Here prominent tattoos are toxic and more likely to present as a threat to her health…her healthy tissue is not a threat. The genetic marker may easily be caused by a virus that the MD’s cannot possibly understand since they have not studied real medicine. Recently, I noticed that schizophrenia is now understood properly as a viral infection and it also is expressed as “genetic.”

Sure I feel bad for Ms. Jolie since she has been scammed by a truly monstrous force in our society and our culture. Organized, monopolistic, anti-science, illogical, ignorant modern medicine is losing its hold on the populace despite its elaborate attempts to crush its competition.

Sorry, Orac–we want to live and not join the neglected, cut, poisoned and burned. Can we live? Must you kill us all?

So, Mr. Friedman, we need to take your rant seriously because…. why?

@david n. friedman

And you would have any evidence that would support your little rant?

How about more of your rant Mr. Friedman…so we know which special treatments you are using on yourself to detoxify your body from all those “poisons” that were prescribed for you.

Got any links to articles that antibiotics cause diabetes?

There’s a comment from David N. Friedman on this website dealing with “mercury detoxification”:

http://www.amandashealthjournal.com/my-quicksilver-mercury-speciation-test-results/

My very smelly urine went away a few months ago and I assumed I was clearing bad stuff in my kidneys. Perhaps I was clearing metals after all. In any case, my ability to self-muscle test tells me that the artesmimin and even the Cofactors are not helpful to my body at this time. I do not know if this means I have cleared a lot of heavy metals. Re: Lyme, I had Bartonella detected and I have seen bartonella on a slide of my live blood.

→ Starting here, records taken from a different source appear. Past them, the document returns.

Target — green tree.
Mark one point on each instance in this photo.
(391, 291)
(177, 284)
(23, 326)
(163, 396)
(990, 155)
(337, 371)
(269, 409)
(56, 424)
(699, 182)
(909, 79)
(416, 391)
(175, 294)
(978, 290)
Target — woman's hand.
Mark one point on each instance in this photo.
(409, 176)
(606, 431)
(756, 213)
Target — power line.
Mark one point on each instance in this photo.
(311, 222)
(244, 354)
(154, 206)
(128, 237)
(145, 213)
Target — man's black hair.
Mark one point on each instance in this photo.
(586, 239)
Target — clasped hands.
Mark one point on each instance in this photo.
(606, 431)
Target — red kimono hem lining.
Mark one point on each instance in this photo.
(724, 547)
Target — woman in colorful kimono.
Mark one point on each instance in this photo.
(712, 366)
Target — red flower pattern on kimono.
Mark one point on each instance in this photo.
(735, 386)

“I am sorry, tumbling, but being a mother actually changes everything. ”

And I’m sorry, but do you know how condescending this sounds?

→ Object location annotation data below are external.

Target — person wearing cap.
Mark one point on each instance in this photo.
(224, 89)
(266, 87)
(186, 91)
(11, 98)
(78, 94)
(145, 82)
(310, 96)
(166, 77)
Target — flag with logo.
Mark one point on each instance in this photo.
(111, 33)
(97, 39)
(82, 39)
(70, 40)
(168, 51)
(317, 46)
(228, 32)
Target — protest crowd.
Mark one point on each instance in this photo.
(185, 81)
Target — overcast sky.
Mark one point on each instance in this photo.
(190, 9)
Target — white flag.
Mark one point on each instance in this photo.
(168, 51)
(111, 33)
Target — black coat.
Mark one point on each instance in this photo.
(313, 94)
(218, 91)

Maybe objectively speaking the death of a mother is more tragic that the death of a non-mother of the same age. But a non-mother still has a life and people who love her.

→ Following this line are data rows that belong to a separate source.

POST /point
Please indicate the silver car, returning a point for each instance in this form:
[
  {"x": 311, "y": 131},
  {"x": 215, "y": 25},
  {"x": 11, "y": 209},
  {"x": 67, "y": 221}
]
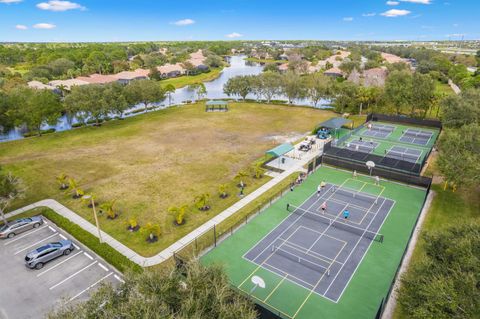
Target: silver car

I cannot have children. My life is still important to me.

@David

They say they were wrong fro bleeding so many patients but I have never read an apology.

What now? You want an apology from doctors several hundred years ago for doing something they genuinely thought to work – and abandoned it once they realised they were wrong?

Healing means getting the bad stuff out that was placed inside my body intentionally by the state and the doctors.

The “state” forced you to take medical treatments you didn’t want? Which state? Why?

And this beautiful actress is to be applauded as “courageous” for taking healthy breast tissue and inserting a toxic substitute?

Because her only value is as a well-known beauty, right?

Here prominent tattoos are toxic and more likely to present as a threat to her health…her healthy tissue is not a threat.

How are tattoos toxic? I know many tattooed people and none of them are unusually sick.

… On a side note, does anyone have a medical bingo card for fallacies and tropes? These comments really do get dull after a while.

A search for his name in quotes, plus the word mercury turns up some… er, interesting comments and links.

[…] med seg: Angelina Jolie har fjernet begge brystene pga fare for brystkreft. David Gorski har en skeptisk gjennomgang av brystkreftrisiko, doble masektomier og kvakksalvere. Go’gutt Robert O. Young har også […]

“I am sorry, tumbling, but being a mother actually changes everything. ”
To the posters who don’t like this statement, it is neither condescending nor patronizing, it is simply the truth. It does not diminish women who can’t have kids, nor those who choose not to. But being a mother is life changing whether you like it or not.

Biblia, everyone acknowledges that motherhood is life changing. But in the context of this story, are you really saying that if Jolie were childless she would be quite happy to risk her life for the sake of keeping her breasts? Because that seems to be the implication. And I’m sorry that you can’t see how hurtful that implication is.